Young French jazz-fusion ensemble Ghost Rhythms arrive at TPA Towers hitherto unknown to me with their third album, a two-hour long instrumental tribute to the movie Vertigo. Intrigued by the oft-quoted synchronicity between Pink Floyd’s Dark Side Of The Moon and the movie The Wizard Oz, the band’s composers-in-residence Camille Petit and Xavier Gélard set out to make a synchronous alternate soundtrack to the legendary Hitchcock film. The results are as gloriously expansive and darkly cinematic as you would expect given the subject matter.
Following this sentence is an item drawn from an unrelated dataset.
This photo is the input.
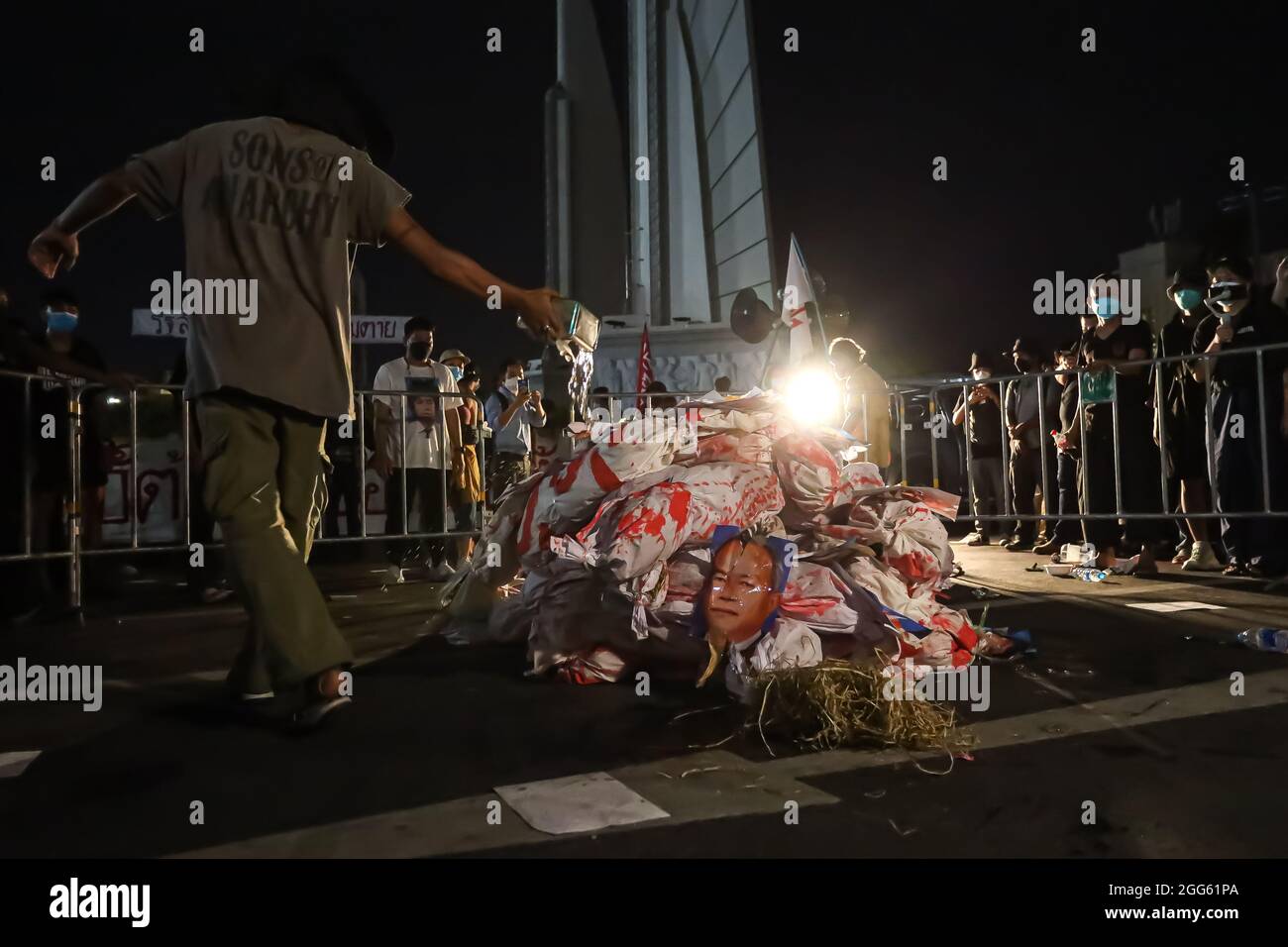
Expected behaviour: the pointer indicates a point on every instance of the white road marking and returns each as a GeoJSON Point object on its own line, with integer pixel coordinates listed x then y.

Bernard Herrmann - Vertigo: Original Motion Picture Soundtrack (1958) Remastered 1996

Bernard Herrmann - Vertigo: Original Motion Picture Soundtrack (1958) Remastered 1996
EAC | FLAC (Tracks) + cue.+log ~ 279 Mb | Mp3, CBR320 kbps ~ 151 Mb | Scans included
Soundtrack, Score | Label: Varèse Sarabande | # VSD-5759 | 01:05:02

Vertigo represents the summit of the seven-picture, nine-year association between Alfred Hitchcock and legendary composer Bernard Herrmann. Using instrumental and harmonic colour as the main paints in his repertoire, Herrmann deploys brief melodic cells and minimalist techniques to explore the obsessed world of Scotty Ferguson (James Stewart), a retired detective who has fallen in love with a woman from the past. In doing so, Herrmann broke from the post-romantic aesthetic personified by Golden Age masters such as Erich Wolfgang Korngold and Alfred Newman. Highlights include the hypnotic, dream-like "Prelude", the churning allegro con brio of "Rooftop", the haunting love music in "Madeleine's First Appearance", a memorable habanera ("Carlotta's Portrait"), and the cathartic "Scene d'Amour", which has been compared with Wagner's "Liebestod" from Tristan und Isolde. Page Cook, long-time critic for Films In Review, once wrote that Muir Mathieson's performance "remains one of the greatest pieces of film music conducting ever recorded . . . every tempo, every rhythmic nuance, every dynamic inhabits the film." In other words, this is a classic film/music amalgamation that should be in every cinema lover's collection.